Команда из семерых «морковников» отказалась от продолжения приключений, только когда полиция Осера начала официальное расследование.


Я дописала до этого места – то есть испещрила буквами сто пять страниц вордовского документа – и вдруг поняла, что у меня нет абсолютно никаких планов на прекрасные осенние выходные. Тогда я решила наконец прослушать кассеты, которые мой дед записал за пятнадцать лет до смерти.

Где-то между 1984 и 1986 годом, сидя за столом в сигарном дыму, Жорж доверил свою жизнь тридцати семи магнитным лентам. Пятидесятичасовой монолог в основном был обращен к Виолетте, которой тогда исполнилось тридцать. Виолетта попросила отца рассказать о детстве. Жорж согласился, и его понесло. Завершив запись, он сделал копию для семейного архива.

Позже я подробнее остановлюсь на обстоятельствах, при которых заполучила кассеты. Скажу только, что несколько недель не могла прийти в себя. Я невольно стала свидетельницей страшной жестокости, поэтому так долго не включала запись, хотя давно и специально для этого приобрела доисторический магнитофон.

В своем повествовании я продвигалась ощупью, пытаясь передать дух эпохи и общества, в котором росла моя мать. Пока я исследовала чужие воспоминания об улице Мобеж, кассеты покорно пылились в пакете на тумбочке…

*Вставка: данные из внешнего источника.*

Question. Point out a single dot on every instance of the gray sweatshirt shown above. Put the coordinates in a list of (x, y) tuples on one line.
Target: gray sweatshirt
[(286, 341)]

Когда я собралась написать о переезде своих бабушки и дедушки из Парижа в Версаль, я поняла, что что-то упускаю и надо послушать запись прежде, чем продолжать. Дедушка умер больше десяти лет назад, и вытаскивать его из могилы ради какого-то романа – не очень благородное занятие, но ведь зачем-то он сделал копии своих записей!

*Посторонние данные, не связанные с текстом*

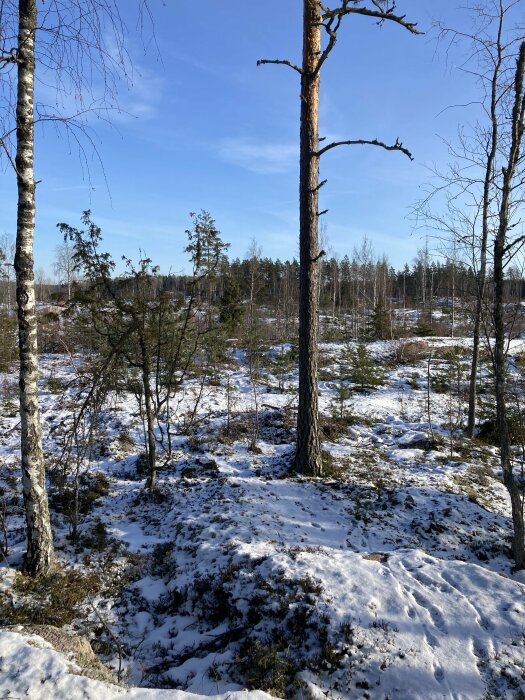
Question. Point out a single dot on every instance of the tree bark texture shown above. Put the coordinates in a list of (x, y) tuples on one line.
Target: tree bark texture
[(487, 189), (151, 481), (500, 356), (39, 556), (308, 451)]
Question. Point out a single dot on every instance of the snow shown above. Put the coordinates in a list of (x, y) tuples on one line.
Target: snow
[(388, 578), (31, 668)]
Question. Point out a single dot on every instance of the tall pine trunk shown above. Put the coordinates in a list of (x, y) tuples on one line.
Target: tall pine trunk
[(500, 356), (308, 451), (39, 556)]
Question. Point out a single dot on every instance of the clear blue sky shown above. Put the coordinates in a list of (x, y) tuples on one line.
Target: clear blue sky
[(205, 128)]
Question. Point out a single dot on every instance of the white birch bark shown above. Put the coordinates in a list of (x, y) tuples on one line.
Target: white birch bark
[(39, 556)]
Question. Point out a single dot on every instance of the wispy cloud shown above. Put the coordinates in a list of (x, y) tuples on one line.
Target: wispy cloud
[(263, 157)]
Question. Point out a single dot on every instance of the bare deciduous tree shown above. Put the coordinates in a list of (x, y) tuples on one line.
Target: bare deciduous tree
[(79, 49)]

Оставить такой факт без внимания – это не в моем стиле.

Вынув кассеты из мешка и попытавшись их рассортировать, я поняла, что трех (18, 19, 20) не хватает. Первым порывом было – позвонить Виолетте и предупредить ее, однако я передумала. Незадолго до смерти и, я полагаю, уже приняв решение покончить с собой, Люсиль одолжила записи у Виолетты. Если бы я сказала Виолетте о пропаже трех кассет, она бы точно обвинила в этом маму. Люсиль действительно отличалась радикализмом и не раз весьма своевольно обращалась с семейными реликвиями. С другой стороны, кассеты вполне могли остаться у Виолетты – может, я не заметила их на дне коробки: в подвале было довольно темно.

В субботу утром я поставила кассету № 17, чтобы понять, на чем все прерывается. Как выяснилось – на 1942 году, в тот самый момент, когда Жорж теряет работу в газете «Вся Франция» (газете, предназначенной для семей тюремных заключенных). Жорж ищет новую работу, так как директора газеты арестовывают.

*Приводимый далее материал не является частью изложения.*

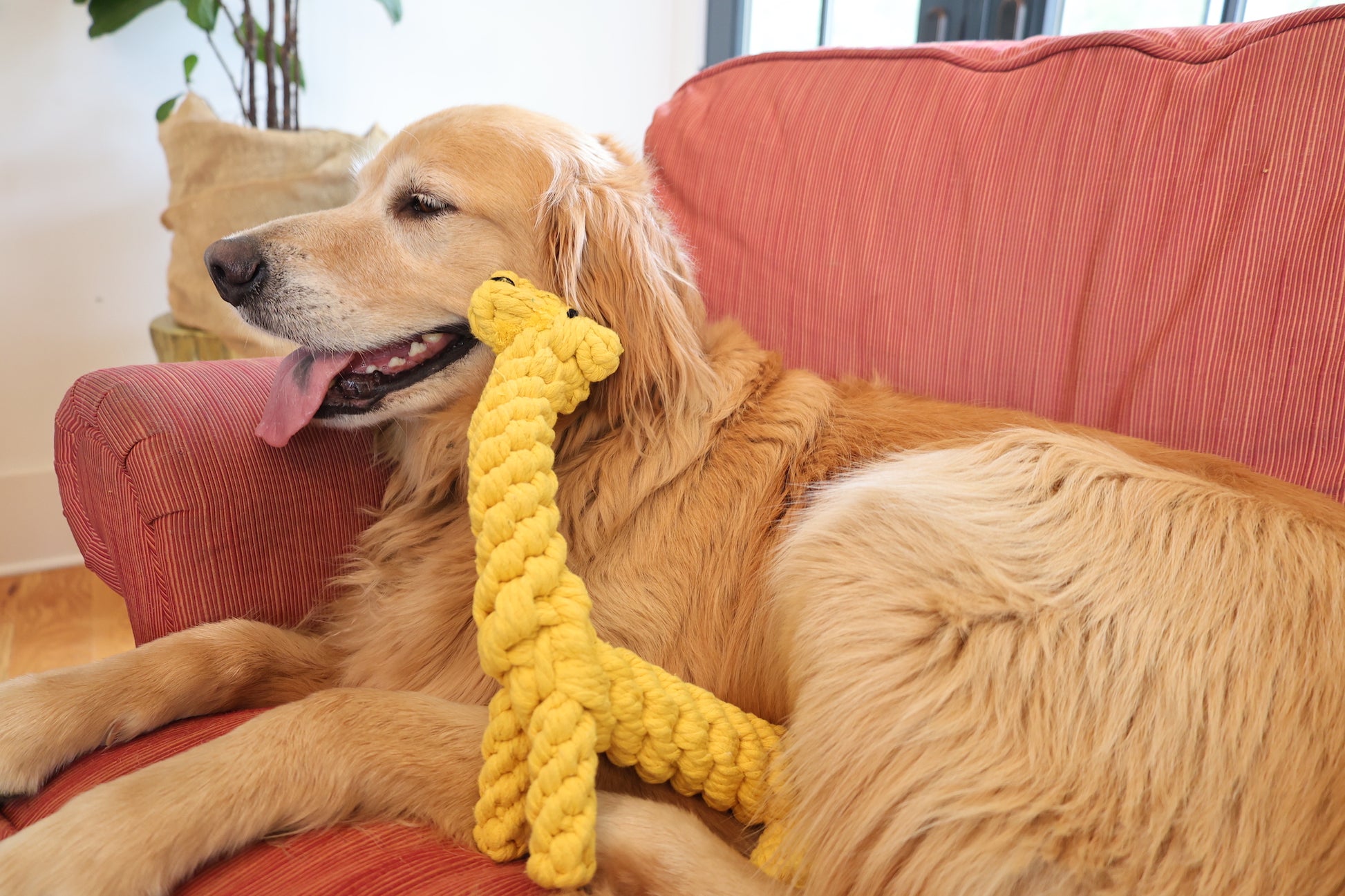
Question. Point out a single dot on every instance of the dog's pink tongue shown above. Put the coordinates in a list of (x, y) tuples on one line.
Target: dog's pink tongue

Двадцать первая кассета начиналась с момента, когда Жорж на вечеринке знакомится с Лианой. Жоржу двадцать пять лет, он изо всех сил строит из себя пожирателя женских сердец и плейбоя – его разнообразные тактики обольщения с момента переезда в Париж лишь совершенствуются, и, конечно, он завоевывает Лиану. Жорж обожает танцевать, давать волю шаловливым ручкам и развлекать дам элегантными шуточками. Он называет Лиану маленькой голубой феей (цитата из Шарля Трене), и та соглашается на один танец с ним, хотя, оценив его внешность, манеры и громкую славу, убеждается в том, что Жорж всего лишь самодовольный ходок. Лиана быстро и твердо обозначает границы: цвет ее платья зеленый, а не голубой, так что вольности и флирт следует оставить для разгульных девиц. Жорж покладист и умен. Он танцует с Лианой один танец, затем порхает от девушки к девушке и возвращается домой с семью номерами телефонов – «рекордное число», – уточняет он в интервью самому себе. Спустя несколько недель Жорж все еще не может забыть юную провинциалку с белокурыми кудрями и обворожительным румянцем, и вот, спустя несколько месяцев, вновь встречает ее на вечеринке одной из сестер Лианы, Барбары, которая уже вышла замуж и поселилась в Париже. До зари Жорж и «голубая фея» разговаривают о жизни, а утром сердцеед сопровождает благочестивую девушку на воскресную мессу. Они влюблены. Так Жорж, видавший виды, выбирает Лиану – единственную из всех, неопытную и наивную. Думаю, мой дедушка сразу распознал в Лиане женщину, которая будет предана ему всю жизнь всей своей светлой широкой и благородной душой и которая всегда будет видеть в нем блестящего невероятного мужчину.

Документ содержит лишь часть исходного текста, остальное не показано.